Мы стоим на вершине проспекта. Осколки взламывают штукатурку домов. Мы не понимаем опасности. Все это похоже на интересную игру. За нашей спиной раздается грохот колес и цокот копыт. Едва сдерживая орудия на скате, резко осадив лошадей, матюгались ездовые. Командир на взмыленной лошади, с лихо заломленной папахой, полоснул нас нагайкой: ”Брысь отсюда, пацаны!”. Оказалось, и мы, и наши артиллеристы облюбовали себе одну позицию. Пришлось уступить.

Но мы себе выбрали точку получше. Рядом стоял пятиэтажный дом, выгоревший до основания и обледеневший сверху донизу. Фактически это был остов дома. И вот, по кое-где уцелевшим лестницам, по скользким чугунным балкам, через провалы лестничных площадок, по карнизам мы карабкаемся все выше. Я вижу под ногами сначала пустоту и хаос трех этажей, потом четырех. Немного страшно, но зато как интересно. И вот мы наверху. Мы опять все видим!»

Спортивного сложения молодой человек в купальных трусах, подперев голову руками, лежит на берегу реки. Ветер поднимает волны на реке, старается потопить пароход, треплет волосы молодого человека. Он значительно старше того подростка, который много лет назад лежал здесь же, наслаждаясь порывами ветра и наблюдая за происходящим. Художник изобразил себя сегодняшнего – столь велико было желание вернуться в тот день, в то время.

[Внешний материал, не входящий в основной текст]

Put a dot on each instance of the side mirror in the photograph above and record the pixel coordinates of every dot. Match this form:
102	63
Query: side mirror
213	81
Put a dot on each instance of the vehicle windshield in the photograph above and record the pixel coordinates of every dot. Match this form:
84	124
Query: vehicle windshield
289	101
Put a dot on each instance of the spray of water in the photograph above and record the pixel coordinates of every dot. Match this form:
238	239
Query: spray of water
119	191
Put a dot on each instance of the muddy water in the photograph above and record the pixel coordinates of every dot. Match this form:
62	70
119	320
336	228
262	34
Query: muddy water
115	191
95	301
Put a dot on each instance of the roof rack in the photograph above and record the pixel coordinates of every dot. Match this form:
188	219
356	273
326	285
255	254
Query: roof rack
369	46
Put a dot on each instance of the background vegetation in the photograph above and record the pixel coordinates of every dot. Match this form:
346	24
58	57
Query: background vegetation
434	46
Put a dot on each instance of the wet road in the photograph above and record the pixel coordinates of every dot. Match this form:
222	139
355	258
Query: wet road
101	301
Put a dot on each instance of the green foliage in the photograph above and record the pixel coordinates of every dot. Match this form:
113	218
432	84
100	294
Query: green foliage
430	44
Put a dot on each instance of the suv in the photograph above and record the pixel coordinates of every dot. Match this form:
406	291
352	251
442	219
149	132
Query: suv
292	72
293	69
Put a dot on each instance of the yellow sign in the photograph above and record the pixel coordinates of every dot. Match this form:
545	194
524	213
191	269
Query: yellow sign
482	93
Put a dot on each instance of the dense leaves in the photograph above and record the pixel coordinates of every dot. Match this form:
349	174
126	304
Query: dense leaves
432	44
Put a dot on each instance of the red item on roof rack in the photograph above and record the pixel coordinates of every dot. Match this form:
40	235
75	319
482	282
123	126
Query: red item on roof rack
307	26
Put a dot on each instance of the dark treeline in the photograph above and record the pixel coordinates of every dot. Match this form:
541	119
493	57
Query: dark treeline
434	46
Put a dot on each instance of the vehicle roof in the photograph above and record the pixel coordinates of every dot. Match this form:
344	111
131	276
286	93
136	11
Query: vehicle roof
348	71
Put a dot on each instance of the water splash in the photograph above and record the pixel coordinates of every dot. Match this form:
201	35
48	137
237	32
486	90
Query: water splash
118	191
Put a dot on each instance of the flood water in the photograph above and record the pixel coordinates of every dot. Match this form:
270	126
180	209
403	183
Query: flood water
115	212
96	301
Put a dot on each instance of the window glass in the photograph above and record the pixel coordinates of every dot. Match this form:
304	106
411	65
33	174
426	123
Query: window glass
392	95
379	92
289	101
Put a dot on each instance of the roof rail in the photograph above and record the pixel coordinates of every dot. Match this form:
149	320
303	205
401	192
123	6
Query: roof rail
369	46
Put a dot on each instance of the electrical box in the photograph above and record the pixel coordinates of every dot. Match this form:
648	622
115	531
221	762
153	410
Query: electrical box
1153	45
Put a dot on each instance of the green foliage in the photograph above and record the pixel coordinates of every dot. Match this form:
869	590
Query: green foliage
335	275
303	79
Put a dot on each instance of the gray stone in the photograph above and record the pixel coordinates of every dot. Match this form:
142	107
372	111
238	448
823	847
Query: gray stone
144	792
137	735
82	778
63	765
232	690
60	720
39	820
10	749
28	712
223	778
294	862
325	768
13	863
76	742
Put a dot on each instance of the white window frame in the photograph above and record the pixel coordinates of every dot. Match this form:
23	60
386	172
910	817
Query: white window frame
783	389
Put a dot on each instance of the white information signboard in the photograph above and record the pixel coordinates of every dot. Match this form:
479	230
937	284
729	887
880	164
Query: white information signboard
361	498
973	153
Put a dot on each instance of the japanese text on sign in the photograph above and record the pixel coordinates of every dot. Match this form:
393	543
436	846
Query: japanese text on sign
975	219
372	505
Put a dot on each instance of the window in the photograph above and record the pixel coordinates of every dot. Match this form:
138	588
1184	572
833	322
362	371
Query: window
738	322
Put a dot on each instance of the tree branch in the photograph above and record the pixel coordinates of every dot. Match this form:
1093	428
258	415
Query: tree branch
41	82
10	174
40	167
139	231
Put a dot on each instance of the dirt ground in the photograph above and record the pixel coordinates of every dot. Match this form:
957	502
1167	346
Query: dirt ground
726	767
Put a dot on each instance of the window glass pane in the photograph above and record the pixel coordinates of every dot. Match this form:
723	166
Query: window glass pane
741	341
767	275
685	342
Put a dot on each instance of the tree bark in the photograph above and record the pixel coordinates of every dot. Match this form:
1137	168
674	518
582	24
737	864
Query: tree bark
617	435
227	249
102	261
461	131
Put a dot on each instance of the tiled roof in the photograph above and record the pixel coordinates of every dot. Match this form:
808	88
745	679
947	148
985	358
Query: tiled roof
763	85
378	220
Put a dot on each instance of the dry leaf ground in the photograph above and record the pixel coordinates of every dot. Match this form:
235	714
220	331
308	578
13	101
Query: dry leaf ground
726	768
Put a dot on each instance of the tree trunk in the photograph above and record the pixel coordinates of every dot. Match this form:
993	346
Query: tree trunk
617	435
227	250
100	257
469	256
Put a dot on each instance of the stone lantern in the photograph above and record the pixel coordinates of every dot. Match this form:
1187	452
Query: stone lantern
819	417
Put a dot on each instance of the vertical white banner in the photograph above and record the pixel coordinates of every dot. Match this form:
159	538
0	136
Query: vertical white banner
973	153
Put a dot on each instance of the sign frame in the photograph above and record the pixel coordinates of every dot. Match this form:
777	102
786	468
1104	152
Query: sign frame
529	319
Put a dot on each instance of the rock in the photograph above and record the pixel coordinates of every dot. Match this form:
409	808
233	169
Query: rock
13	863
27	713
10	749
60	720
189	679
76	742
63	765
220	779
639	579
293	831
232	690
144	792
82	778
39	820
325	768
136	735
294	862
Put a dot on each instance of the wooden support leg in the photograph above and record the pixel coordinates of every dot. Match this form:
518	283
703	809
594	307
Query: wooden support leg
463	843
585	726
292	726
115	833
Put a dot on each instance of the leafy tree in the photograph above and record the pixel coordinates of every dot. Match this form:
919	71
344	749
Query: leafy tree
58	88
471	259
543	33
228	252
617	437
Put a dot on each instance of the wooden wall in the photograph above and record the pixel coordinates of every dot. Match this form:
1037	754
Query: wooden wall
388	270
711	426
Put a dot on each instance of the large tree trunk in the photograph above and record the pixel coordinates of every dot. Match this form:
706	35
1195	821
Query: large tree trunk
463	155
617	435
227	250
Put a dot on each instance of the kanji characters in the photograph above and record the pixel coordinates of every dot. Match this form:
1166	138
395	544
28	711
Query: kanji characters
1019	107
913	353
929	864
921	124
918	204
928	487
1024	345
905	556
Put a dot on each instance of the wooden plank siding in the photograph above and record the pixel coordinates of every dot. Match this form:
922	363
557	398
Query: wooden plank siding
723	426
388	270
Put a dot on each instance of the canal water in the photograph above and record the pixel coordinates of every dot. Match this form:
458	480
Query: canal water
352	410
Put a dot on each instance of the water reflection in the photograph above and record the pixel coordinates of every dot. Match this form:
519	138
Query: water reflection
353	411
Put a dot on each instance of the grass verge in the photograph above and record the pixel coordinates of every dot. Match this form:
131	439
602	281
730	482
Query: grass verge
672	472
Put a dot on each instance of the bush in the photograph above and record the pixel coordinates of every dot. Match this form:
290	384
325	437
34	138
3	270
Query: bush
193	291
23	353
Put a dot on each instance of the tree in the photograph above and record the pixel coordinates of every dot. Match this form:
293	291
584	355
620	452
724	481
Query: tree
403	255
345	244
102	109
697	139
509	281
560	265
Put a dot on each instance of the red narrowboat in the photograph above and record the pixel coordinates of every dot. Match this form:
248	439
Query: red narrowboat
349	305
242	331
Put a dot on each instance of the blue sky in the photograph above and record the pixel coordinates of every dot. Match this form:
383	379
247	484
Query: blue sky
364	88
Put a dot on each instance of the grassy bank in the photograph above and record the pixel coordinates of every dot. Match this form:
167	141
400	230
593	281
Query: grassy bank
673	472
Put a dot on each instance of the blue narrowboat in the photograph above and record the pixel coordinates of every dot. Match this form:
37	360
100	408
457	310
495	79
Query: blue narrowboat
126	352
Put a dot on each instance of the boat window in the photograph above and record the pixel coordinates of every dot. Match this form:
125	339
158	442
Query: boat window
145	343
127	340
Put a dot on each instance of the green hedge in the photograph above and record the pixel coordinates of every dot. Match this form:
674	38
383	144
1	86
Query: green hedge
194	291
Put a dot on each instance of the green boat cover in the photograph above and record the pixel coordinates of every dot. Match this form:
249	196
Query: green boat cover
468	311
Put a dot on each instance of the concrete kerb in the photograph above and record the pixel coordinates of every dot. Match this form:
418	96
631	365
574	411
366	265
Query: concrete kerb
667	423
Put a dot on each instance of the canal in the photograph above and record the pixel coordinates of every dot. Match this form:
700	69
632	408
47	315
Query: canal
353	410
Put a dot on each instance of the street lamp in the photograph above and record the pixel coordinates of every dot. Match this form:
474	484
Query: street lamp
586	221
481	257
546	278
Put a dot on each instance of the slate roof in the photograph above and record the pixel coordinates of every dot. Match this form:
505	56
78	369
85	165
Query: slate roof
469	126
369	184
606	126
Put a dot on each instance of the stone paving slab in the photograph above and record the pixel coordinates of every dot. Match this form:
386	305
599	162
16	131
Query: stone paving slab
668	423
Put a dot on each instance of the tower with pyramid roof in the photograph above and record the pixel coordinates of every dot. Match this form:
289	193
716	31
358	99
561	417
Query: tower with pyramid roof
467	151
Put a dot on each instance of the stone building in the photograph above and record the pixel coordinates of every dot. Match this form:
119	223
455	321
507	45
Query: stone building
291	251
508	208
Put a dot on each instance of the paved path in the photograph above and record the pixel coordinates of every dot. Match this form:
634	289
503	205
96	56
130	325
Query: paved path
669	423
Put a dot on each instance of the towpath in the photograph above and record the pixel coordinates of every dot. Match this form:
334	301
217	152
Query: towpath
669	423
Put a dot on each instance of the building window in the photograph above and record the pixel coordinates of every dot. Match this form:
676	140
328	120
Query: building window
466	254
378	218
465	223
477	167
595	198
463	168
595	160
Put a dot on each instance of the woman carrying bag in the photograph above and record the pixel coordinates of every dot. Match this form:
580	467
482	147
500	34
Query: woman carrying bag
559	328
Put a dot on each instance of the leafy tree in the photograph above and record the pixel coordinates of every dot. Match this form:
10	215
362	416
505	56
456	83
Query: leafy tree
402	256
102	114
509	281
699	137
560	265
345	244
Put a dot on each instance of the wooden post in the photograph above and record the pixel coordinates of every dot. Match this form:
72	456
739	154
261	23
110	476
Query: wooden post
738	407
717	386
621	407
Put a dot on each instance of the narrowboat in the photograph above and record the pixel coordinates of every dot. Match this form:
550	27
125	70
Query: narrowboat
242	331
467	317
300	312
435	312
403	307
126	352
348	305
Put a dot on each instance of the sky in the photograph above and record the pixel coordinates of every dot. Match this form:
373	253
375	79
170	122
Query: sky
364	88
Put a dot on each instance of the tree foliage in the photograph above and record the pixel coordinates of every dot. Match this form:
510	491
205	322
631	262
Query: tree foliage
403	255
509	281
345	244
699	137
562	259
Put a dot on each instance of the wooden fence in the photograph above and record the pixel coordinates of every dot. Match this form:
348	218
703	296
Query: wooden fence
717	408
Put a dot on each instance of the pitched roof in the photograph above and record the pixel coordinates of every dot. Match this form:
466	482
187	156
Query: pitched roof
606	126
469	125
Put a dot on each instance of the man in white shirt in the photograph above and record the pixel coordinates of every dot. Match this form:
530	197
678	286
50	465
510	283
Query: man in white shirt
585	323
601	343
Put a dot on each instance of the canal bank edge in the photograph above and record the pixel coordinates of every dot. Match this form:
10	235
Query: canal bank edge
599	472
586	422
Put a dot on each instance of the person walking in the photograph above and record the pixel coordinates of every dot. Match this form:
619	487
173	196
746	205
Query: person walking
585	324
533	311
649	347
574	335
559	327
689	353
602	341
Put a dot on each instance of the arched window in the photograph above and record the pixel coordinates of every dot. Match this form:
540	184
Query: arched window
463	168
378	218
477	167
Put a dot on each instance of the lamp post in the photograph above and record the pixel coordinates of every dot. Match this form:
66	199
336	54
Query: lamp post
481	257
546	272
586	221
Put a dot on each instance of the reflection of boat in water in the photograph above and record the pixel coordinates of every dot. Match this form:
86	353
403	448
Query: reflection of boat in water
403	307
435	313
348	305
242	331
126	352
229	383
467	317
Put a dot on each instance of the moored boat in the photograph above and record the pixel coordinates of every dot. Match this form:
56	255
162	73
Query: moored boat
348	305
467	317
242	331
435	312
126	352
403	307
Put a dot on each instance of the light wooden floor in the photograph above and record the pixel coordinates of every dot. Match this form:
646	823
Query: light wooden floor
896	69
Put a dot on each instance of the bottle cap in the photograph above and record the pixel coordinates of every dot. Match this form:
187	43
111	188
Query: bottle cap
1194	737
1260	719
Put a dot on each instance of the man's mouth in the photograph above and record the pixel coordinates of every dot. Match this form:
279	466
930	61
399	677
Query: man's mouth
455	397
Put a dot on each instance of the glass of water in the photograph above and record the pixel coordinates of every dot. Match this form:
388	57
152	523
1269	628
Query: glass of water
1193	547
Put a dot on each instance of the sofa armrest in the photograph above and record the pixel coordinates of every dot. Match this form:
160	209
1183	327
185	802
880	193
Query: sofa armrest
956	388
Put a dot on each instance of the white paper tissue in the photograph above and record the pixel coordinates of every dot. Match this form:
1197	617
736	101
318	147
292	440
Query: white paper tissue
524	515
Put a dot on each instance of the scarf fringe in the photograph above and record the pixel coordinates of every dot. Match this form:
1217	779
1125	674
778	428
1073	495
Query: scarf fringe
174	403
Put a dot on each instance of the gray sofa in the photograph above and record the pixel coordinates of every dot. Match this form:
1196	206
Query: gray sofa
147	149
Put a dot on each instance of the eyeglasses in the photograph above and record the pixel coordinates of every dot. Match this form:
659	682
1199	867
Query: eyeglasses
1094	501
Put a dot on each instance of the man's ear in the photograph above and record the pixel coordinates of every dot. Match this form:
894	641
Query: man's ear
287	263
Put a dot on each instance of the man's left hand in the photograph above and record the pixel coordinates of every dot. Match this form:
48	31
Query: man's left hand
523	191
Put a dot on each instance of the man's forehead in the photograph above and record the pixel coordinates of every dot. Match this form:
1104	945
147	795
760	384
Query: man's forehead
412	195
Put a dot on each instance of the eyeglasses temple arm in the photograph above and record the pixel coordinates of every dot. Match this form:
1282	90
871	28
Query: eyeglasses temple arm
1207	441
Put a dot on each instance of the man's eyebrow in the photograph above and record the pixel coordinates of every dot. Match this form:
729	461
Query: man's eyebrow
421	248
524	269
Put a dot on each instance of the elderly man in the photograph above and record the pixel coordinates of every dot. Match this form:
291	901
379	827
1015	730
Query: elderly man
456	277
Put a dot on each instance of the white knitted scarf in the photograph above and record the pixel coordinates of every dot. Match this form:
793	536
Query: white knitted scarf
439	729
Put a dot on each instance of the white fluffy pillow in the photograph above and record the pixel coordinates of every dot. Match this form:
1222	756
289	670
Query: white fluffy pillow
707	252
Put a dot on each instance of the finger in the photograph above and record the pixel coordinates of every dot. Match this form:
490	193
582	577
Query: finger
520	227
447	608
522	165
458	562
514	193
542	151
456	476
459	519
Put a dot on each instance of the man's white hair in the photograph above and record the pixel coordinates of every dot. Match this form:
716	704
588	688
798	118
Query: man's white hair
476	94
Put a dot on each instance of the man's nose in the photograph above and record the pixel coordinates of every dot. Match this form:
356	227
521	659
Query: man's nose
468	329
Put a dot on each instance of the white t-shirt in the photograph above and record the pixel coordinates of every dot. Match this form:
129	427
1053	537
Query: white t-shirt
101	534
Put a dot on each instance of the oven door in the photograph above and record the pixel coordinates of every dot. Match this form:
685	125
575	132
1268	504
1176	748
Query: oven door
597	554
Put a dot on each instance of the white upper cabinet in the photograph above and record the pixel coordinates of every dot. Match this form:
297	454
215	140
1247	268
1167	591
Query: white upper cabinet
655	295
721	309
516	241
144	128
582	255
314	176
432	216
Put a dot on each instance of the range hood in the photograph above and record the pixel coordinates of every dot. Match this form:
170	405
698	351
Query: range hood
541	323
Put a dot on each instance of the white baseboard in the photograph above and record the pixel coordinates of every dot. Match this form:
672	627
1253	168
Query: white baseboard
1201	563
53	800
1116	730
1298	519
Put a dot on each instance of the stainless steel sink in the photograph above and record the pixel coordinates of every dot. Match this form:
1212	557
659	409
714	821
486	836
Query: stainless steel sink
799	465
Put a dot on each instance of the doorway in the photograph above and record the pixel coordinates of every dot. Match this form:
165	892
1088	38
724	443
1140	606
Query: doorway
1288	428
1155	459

«Ветер рвал ночь на части. Ветер сорвал и унес деревянный мост. Портовый катер догнал его только у станицы Цимлянской.

День был солнечный и жаркий, но ветер не утихал. Мы с трудом выгребли на ту сторону Дона. Кроме нас не было никого. Мы лежали в высокой траве. Мой друг целовался с Линой Васильевной. Она была вдвое старше него, и ему это, видимо, импонировало. Я слушал, как шумит трава. Песок хрустел на зубах, и неистово ревел, взывая о помощи, колесный пароход. Ветер выбросил его на мель.